We’ve all heard horror stories about moving scams, and perhaps maybe you’ve been the victim of a moving scam yourself. You can steer clear of a less-than-upstanding mover by doing your homework. The Better Business Bureau, Angie’s List, your state transportation regulator and the U.S. Department of Transportation — and even your relatives, friends, neighbors and colleagues — are all good sources of information about whether a moving company is on the up-and-up. Doing some homework online can save you a lot of heartache on moving day.
If you’ve done your research and still aren’t confident in the movers you’ve come across, you always can go the DIY route — just be sure you’re up for the task.
- Messing up the quotes.
If you hire a mover, you should be able to have someone from that company come to your place for an in-home moving estimate. If a moving company won’t do an in-home estimate, you should think about shopping around for another mover.
Along those lines, don’t rely on just one quote from one mover. Contact several movers for quotes. If you really like one mover over another but your favorite company is a little pricey, try negotiating for a lower price. Always make sure to get a moving estimate in writing.
- Packing too much stuff.
Do you really need those old boxes of baby clothes that you haven’t laid eyes on since your 6-year-old was in diapers? Before you move, you need to “edit” your belongings. Think about whether you can trash some of your possessions, donate them to charity, or give them away to friends and relatives. Perhaps you could hold a garage sale to clear out some of the clutter. If you haven’t seen, worn or used something in a year, it’s best to think hard about whether you need to keep it — and whether you need to haul it to your new place.
- Failing to schedule your move well in advance.
During the summer months, good moving companies are booked up quickly. Rather than waiting till the last minute, make sure your move is scheduled weeks — or, better yet, months — in advance. You don’t want to be scrambling to find a mover the day before you’re supposed to head out. Moving already is stressful enough without adding that frustration.
- Ignoring the need to pack ahead of time.
You’ll find very few people who’ll say that packing is fun. In fact, a recent survey found that people who’d moved in the past year identified packing and unpacking as the biggest hassle in the process.
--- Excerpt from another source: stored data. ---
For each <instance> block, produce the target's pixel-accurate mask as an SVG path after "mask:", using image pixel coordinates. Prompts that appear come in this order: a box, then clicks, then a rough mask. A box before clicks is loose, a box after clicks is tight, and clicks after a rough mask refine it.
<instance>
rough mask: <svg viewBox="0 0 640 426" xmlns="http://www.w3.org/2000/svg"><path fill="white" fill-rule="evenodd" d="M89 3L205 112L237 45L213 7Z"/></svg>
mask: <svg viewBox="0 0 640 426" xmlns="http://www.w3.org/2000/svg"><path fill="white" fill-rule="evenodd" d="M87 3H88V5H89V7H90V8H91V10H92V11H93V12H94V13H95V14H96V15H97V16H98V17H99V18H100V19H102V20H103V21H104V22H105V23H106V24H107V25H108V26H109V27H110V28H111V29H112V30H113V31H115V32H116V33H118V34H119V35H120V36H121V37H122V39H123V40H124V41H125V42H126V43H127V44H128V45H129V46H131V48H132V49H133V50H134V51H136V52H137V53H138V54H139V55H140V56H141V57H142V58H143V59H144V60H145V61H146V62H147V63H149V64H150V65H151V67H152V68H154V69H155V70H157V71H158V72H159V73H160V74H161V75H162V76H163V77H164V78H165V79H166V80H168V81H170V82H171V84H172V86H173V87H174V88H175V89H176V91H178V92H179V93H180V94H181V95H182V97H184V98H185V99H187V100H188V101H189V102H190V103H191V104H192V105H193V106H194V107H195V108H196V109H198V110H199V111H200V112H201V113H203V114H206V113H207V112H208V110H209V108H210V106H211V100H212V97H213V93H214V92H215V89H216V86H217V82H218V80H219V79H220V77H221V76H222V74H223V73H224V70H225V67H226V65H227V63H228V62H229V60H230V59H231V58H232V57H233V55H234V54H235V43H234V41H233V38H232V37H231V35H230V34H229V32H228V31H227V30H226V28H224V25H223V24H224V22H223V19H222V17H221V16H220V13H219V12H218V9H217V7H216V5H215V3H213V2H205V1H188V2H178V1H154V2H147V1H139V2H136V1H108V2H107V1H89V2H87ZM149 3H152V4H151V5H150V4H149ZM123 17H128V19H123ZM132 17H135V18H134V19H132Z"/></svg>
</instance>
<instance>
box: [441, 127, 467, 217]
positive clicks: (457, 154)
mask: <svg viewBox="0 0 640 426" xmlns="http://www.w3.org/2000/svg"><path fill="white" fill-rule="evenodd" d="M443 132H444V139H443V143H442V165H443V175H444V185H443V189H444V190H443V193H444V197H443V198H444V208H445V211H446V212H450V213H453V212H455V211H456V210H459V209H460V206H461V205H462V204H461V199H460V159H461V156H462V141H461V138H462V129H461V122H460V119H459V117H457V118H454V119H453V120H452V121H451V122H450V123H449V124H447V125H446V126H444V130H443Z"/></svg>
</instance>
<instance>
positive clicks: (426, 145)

You can lessen the load by beginning to pack well before moving day comes along. Start by boxing up stuff that you won’t need right away — for instance, if you’re moving in the summer, pack up your winter clothes so that they’re out of the way. Also, be sure to carve out time in your schedule to check items off your packing to-do list.
If you get down to the wire and need help with packing, enlist friends, neighbors, relatives or colleagues to lend a hand. Make sure you’ve got plenty of food and beverages as a “thank you” for your volunteer helpers. If you can’t rustle up any free help, consider hiring laborers to do the packing for you; that may be a small price to pay to alleviate moving-related stress.